That varies with the powder. Stick powders can compact a lot, but true sphericals, like H380, change very little as they tend to roll into minimum bulk automatically. This is why sphercial propellants meter more consistently in any measure.
That bulk density changes with powder lots is nothing new. It's the reason weight rather than volume is the standard manual load data, Lee's VMD's notwithstanding. Weight can err due to water content by around 3% equivalent powder charge variance, but volume, as you've seen, can vary by three times that, so it's a less reliable starting point than weight.
Transportation subjects powder to vibration. The late Dan Hackett reported having a load that worked fine when he loaded it at home, but that caused sticky bolt lift when he loaded it at the range.
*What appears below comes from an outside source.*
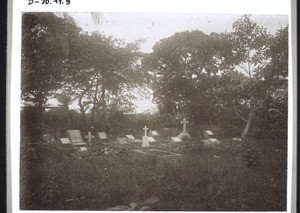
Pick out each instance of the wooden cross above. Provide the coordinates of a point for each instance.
(89, 137)
(184, 122)
(145, 129)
It needed that transport vibration on the way from home to the range to pack it enough to slow its flame front propagation enough to produce a safe pressure.
The good news is that packing does slow burn rate, so the error isn't 100% equivalent to the weight difference. But now you know why the standard advice with a new lot of powder is to drop your charge weight 10% and load a round at that 90% of charge weight, then one at 92%, 94%, 96%, 98% and back to 100%. One round at each level is enough to you see any really obvious pressure signs, so this is only 6 rounds altogether to stay safe. Well worth it.
A chronograph is also useful. Keep aside a few rounds with the old powder lot and compare their average velocity with what the new lot under the same conditions and tune the new lot to get to the same velocity. That's almost always safe because the powders, despite being different lots, have the same characteristic curve shapes. It is unsafe to try matching velocities with different types of powder. It is unsafe to use past measurements to compare if they were shot under different conditions. That's why you keep a little of the old powder around.
You may find (50-50 chance) that your new lot is slower and lower pressure. You can still safely work up to a matching velocity with it under those matching conditions. Again, it just won't fly with a different powder type than your original type. I would also not trust it if I knew the powder formulation had changed, as was announced a couple of years ago with Accurate Nitro 100.